Early-career funding for individuals interested in improving long-term future - apsec112
https://www.openphilanthropy.org/focus/other-areas/early-career-funding-individuals-interested-improving-long-term-future
======
DoreenMichele
It sounds nice in theory, but in practice programs like this strike me as not
very effective in achieving their stated goals.

The applicants who get accepted will tend to be those whose ideas are within
the Overton Window and who are good at playing the game, politically/career-
wise, under the current system. Real change tends to come from the margins and
tends to be overlooked initially as nothing worth anything.

[https://en.wikipedia.org/wiki/Overton_window](https://en.wikipedia.org/wiki/Overton_window)

I've lived without a car for over a decade. When I worked at Aflac, they had a
number of programs to try to encourage people to car pool and the like and
these programs were mostly useless because they were mostly created by people
with car-centric lives, for people with car-centric lives and they defaulted
to car-centric assumptions.
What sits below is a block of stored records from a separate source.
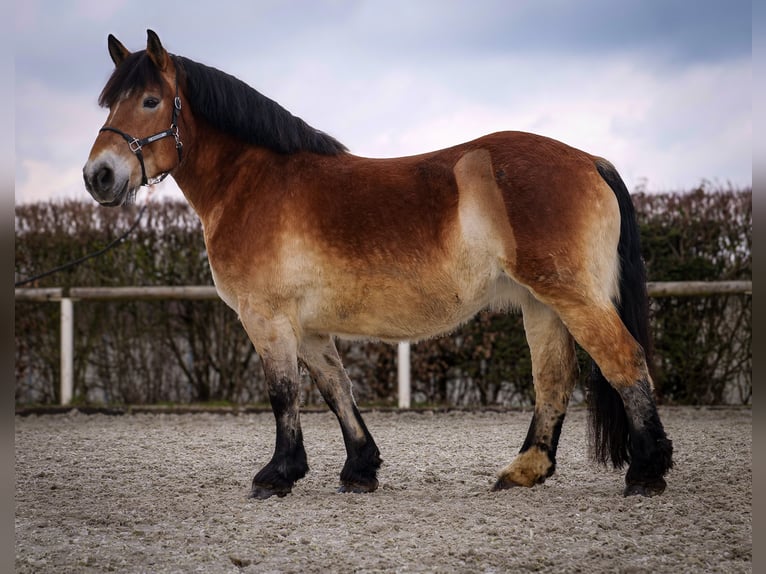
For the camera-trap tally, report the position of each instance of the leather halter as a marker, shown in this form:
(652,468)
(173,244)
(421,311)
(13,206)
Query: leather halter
(136,144)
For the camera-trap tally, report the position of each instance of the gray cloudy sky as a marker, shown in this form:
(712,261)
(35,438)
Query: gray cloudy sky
(660,87)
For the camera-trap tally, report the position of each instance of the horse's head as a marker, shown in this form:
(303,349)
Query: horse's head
(139,143)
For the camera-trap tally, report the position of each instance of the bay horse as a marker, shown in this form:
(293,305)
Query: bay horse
(308,243)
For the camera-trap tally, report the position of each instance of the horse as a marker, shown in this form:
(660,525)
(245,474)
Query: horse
(309,243)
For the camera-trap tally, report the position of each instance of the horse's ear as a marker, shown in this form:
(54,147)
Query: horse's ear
(117,51)
(156,52)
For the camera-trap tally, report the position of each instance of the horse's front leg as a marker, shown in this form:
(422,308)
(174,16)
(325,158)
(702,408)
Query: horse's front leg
(320,356)
(554,373)
(275,342)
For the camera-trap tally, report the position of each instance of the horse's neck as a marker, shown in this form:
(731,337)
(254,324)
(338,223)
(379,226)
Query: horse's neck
(210,166)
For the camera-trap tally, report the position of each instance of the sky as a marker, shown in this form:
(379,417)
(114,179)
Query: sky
(661,88)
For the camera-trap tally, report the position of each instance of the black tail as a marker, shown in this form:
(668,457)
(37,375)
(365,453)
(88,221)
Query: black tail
(608,419)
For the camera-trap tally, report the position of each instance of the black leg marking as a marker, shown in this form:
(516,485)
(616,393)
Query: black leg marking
(651,452)
(289,462)
(359,474)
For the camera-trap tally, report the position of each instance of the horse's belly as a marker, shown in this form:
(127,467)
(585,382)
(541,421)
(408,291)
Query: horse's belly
(365,308)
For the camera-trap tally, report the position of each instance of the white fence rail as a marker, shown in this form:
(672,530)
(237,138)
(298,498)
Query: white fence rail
(67,297)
They mostly didn't fit my life -- a person
actually living without a car -- and I stopped participating in some of them
for fear of getting in trouble after there was an incident where the parking
privileges of a friend of mine were revoked under one of the programs when it
came out she was giving me a ride to work, but not home again in the evening.

So I have some first-hand experience with how such things go and I'm not
hugely impressed. Real change tends to not qualify for this kind of support.